「え? え?」
 全員の間に奇妙な混乱が広がった。今、一体何が起こったのか。
「リイン、再生不良か何かか?」
「そんなはずは……もう一度再生してみます」
 数秒巻き戻してもう一度再生してみても、やはり鏡に向かってバスターが飛んでいき、そして同じように映像が突然途絶えてしまった。
「後ろからやられた、のか? あのテスタロッサが?」
「分かりません、もっと詳しく調べてみないことには……解析班に回しましょう、私はこれ以上のパラレルワークは流石に無理です、あぅ」
「フェイト、ちゃん……」
 今度は、全員の足が棒のように固まってしまった。昨日までのフェイトは、いや今日の午前中まで笑っていたフェイトは、一体どこへ行ってしまったのか。
「はやて隊長」
 突然、なのはが声を上げた。
「どうしたん?」
「いえ、その……気分が優れないので退席しても宜しいでしょうか」
 フォワード部隊は目を丸くした。未だかつて、なのはが体調不良を訴えて休むことなど一日だってなかったのだ。大怪我を負った時でさえ誰よりも早く現場復帰したスターズ分隊隊長が、何故?
「ええよ」
 そして、それをコンマ一秒で了承したはやてもはやてだった。今日の隊長陣は、何かがおかしい──シグナムだけは、いつもと同じように難しい顔をして腕組みをしていた。
 四人が戸惑いを覚える前に、はやては皆を見回す。
「まだ新情報は……来ぃへんね」
 時刻は既に午前二時を回ろうとしている。救急救命の現場から突然連絡が来て、手が空き次第すっ飛んできたスバルなど、緊張感のある目はそのままに、明らかに隈ができていた。恐らく一日中当直だったのだろう。
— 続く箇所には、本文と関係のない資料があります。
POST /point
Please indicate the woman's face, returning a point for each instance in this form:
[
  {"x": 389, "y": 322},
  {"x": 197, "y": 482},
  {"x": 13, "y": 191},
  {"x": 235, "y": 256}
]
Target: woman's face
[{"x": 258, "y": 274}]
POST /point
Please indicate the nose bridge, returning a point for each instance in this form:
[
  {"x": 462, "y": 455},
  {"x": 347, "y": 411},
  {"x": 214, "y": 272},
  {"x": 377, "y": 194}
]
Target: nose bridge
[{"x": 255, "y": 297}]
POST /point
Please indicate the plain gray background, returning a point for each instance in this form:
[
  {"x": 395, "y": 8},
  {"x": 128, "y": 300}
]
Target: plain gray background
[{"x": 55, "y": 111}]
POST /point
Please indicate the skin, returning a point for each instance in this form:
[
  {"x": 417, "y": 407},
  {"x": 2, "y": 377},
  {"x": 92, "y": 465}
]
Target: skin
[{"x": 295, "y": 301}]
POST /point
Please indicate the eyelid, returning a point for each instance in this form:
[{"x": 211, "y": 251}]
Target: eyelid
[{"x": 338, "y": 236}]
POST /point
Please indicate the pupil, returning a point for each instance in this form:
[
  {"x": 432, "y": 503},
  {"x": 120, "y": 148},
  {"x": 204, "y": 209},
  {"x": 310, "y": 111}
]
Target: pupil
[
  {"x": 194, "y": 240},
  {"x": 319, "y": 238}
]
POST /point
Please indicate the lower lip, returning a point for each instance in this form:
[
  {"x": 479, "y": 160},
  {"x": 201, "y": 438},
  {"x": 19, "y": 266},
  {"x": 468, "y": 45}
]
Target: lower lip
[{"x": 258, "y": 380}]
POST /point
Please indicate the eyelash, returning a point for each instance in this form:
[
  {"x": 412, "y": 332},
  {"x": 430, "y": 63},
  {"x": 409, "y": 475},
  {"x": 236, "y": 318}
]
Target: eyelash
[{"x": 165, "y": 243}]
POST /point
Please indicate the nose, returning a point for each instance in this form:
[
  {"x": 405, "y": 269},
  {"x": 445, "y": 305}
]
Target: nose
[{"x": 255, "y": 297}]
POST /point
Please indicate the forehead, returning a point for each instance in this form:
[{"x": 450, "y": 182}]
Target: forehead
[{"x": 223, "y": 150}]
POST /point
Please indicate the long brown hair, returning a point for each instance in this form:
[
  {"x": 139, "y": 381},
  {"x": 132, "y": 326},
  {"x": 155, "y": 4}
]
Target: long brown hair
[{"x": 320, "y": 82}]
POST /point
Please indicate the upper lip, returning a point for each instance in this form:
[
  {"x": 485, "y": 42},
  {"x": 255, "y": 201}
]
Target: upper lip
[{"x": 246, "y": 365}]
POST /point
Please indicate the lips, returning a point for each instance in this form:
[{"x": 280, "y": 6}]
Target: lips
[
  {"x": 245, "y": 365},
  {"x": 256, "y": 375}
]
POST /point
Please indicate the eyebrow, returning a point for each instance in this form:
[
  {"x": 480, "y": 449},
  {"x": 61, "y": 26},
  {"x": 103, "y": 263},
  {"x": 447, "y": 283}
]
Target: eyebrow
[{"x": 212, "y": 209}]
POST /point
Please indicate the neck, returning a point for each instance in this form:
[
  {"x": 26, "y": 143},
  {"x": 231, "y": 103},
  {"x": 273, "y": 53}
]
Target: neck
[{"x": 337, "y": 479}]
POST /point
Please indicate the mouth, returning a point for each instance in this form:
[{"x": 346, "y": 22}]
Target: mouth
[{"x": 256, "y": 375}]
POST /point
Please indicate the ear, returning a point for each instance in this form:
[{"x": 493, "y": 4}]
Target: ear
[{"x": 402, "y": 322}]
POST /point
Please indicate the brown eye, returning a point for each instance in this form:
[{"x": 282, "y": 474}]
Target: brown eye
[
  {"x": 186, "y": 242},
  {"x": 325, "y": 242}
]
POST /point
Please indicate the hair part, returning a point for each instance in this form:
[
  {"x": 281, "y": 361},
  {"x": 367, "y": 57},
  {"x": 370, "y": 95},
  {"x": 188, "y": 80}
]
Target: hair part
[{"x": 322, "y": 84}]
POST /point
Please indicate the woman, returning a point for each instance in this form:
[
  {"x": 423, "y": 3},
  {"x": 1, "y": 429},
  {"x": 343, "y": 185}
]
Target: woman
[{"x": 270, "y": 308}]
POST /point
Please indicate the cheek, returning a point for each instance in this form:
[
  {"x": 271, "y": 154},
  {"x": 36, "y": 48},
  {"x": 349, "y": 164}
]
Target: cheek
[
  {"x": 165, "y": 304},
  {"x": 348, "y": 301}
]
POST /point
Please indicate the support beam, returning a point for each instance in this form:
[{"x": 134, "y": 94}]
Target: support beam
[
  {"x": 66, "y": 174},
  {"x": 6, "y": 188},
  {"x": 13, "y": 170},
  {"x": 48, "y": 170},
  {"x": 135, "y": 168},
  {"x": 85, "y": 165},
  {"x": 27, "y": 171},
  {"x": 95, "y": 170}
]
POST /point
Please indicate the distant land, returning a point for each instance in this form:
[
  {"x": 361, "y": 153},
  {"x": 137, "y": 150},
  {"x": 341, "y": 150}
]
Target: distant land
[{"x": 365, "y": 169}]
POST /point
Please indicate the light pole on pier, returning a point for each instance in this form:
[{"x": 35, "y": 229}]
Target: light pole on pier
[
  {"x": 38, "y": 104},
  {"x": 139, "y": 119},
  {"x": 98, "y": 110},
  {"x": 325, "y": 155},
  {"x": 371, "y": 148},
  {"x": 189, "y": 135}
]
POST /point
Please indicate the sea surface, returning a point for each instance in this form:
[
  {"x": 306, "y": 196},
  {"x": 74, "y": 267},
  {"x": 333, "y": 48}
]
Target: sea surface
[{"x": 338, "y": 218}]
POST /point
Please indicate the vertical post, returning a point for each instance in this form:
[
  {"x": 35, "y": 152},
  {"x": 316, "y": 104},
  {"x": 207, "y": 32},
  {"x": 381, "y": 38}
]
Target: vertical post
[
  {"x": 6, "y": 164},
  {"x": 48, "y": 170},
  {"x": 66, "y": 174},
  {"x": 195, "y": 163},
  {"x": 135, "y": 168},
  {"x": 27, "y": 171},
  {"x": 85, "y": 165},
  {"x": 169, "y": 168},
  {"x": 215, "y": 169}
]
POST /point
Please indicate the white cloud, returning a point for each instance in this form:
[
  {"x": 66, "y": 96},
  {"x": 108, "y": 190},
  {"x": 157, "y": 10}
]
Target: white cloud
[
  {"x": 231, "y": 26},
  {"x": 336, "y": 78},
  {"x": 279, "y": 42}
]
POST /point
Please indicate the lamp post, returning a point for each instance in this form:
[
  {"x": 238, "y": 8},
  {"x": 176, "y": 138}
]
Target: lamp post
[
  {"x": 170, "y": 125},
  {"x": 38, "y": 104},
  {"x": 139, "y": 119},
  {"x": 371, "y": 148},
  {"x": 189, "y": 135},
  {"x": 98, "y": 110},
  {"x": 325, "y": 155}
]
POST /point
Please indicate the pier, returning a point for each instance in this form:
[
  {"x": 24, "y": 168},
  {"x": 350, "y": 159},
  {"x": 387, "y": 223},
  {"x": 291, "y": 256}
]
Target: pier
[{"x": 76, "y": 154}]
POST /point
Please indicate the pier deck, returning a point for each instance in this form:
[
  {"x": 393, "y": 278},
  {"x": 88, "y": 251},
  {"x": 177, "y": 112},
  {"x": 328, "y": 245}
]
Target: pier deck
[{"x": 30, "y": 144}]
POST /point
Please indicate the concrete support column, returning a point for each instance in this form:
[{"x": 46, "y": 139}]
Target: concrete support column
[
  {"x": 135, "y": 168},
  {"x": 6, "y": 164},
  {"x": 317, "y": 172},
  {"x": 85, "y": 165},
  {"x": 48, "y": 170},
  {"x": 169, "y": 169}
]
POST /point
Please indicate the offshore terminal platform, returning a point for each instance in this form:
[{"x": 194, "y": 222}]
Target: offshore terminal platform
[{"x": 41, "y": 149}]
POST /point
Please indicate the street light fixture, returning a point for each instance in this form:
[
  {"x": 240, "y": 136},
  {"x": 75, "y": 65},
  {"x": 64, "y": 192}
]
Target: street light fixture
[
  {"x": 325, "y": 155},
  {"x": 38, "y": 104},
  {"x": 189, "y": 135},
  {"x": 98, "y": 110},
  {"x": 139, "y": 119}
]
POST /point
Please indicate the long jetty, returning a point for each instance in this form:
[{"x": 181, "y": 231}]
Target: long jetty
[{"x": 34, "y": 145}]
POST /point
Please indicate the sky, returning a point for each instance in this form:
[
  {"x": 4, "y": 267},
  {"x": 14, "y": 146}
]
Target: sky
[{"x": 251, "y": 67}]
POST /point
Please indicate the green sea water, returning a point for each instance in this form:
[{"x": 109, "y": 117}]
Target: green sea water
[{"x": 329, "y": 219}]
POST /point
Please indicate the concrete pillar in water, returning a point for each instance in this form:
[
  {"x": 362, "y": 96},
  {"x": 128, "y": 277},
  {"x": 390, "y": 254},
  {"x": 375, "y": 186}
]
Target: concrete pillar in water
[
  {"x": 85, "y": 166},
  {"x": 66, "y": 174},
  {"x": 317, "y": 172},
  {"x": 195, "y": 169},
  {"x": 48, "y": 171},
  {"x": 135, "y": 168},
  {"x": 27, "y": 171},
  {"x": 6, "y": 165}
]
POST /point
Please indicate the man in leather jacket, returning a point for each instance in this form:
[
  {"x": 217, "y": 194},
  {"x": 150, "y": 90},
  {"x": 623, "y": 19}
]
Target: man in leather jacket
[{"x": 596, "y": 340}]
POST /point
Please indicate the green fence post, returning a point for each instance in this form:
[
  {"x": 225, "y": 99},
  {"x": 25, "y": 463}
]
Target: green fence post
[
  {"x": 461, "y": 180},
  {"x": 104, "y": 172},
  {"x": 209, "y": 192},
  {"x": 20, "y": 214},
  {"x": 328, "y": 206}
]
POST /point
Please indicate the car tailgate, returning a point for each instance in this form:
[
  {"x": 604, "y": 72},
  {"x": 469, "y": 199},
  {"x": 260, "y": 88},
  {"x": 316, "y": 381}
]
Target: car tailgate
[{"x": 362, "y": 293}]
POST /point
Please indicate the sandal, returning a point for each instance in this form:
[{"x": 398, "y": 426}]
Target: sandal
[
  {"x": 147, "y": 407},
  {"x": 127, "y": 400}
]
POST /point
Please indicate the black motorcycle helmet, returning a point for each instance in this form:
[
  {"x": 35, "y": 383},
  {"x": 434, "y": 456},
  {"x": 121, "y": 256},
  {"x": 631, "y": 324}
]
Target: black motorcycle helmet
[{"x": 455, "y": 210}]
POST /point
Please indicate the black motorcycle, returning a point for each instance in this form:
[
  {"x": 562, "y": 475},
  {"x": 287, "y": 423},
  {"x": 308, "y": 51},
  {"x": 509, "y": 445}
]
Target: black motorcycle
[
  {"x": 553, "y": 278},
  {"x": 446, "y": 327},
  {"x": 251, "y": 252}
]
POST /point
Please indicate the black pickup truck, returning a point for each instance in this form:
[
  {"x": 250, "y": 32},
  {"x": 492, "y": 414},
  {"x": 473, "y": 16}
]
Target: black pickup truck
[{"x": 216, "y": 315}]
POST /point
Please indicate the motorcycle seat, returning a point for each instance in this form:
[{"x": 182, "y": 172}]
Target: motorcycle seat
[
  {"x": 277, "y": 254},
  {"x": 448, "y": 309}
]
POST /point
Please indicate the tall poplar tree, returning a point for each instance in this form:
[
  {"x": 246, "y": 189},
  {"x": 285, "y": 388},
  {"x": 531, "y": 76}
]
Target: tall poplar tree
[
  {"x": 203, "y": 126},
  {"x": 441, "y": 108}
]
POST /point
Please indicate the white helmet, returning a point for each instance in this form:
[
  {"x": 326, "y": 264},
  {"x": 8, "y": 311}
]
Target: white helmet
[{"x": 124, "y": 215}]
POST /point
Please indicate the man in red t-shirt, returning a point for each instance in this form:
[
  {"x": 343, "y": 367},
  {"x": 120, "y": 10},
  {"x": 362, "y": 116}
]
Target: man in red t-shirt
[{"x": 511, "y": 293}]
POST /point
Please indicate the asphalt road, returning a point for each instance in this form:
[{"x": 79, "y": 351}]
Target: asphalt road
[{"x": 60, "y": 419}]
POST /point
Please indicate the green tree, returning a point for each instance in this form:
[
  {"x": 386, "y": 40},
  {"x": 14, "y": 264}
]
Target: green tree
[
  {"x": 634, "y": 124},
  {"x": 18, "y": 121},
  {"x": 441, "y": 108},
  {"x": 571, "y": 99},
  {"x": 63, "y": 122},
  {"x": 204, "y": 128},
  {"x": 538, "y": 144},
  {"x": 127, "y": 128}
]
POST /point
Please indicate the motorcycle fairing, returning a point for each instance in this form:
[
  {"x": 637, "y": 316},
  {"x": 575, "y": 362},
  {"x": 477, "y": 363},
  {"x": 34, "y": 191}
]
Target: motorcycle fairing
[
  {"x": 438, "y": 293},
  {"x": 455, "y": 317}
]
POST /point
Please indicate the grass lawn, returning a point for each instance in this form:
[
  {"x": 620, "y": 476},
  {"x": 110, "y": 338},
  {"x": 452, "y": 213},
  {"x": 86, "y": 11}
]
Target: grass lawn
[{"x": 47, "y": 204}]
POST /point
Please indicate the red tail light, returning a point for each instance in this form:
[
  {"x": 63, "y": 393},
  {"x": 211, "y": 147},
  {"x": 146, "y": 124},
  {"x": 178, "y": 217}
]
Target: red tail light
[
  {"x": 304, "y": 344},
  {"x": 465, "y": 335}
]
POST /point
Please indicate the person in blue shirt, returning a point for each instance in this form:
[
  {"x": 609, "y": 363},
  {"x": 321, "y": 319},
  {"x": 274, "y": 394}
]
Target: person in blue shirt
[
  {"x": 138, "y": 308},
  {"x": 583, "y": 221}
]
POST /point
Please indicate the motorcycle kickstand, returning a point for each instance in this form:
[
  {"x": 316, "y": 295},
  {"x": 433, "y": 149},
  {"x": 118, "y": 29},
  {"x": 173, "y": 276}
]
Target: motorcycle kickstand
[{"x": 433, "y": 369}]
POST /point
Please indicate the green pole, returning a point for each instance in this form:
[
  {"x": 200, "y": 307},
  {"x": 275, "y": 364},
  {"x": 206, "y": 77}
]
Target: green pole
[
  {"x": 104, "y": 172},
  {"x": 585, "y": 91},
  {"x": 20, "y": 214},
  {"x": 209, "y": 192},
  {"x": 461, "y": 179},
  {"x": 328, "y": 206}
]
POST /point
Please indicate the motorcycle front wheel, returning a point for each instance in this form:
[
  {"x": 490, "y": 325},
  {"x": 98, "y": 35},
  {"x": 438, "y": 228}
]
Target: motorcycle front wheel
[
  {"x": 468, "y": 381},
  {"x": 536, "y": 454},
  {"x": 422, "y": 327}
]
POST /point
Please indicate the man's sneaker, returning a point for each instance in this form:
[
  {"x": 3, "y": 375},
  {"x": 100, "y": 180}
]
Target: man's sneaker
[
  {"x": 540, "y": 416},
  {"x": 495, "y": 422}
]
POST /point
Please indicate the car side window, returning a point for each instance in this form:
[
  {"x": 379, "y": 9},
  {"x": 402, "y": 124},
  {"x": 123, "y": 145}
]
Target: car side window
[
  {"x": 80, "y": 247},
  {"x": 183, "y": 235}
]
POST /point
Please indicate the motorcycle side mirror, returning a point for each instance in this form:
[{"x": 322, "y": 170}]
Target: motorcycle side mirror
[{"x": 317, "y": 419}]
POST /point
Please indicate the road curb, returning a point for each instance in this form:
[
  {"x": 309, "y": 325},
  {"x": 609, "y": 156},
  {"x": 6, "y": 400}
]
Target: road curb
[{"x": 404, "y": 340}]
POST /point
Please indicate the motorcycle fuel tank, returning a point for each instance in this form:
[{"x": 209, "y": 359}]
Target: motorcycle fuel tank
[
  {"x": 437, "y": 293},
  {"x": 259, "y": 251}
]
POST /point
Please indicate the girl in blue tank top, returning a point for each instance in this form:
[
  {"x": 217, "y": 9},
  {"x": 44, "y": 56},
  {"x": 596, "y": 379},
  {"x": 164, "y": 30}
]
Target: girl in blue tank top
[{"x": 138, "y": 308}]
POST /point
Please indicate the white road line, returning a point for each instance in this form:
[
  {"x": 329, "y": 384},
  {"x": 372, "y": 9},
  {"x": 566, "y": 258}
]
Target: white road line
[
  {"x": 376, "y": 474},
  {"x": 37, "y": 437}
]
「なのは隊長もみんなも、一旦解散してええよ。宿舎に空いてるのがあるから、シャーリーに案内してもらって」
 如何にベルカの騎士といえど、不眠不休で働くことはできない。まして、人間や機械化人であるフォワード部隊は言わずもがなである。
 一同はシャーリーに連れられて部屋を出て行った。クロノも、あくびをしながら通信を切る。
「俺たち責任者にできることは、傲慢であることだ。誰が行方不明になろうが死のうが、まったく動じない精神力が問われる。組織の上に立つ以上、仕方のないことだ──はやて、お前も適当に休めよ」
 ユーノも、「もう少し作業を進めるよ、それじゃあ、また後で」と言ったきり、通信を閉じた。後には、機械のブーンといううなりと、空調の静かな駆動音しかしなかった。まるで、世界からはやてとリイン以外の全てが、忽然と消えてしまったようだった。
「……さて、あたしだけは徹夜になりそうやな。リイン、解析が終ったデータを寄越して。こっちで検討するから」
「はいです」
 二人は仕事に没入し始めた。フェイトは何故倒されたのか、そしてその原因は何か。
 送られてきた全てのデータを、カリムやクロノに説明できるようまとめ終ったのは、朝日が燦々と降り注ぐような時刻になってからだった。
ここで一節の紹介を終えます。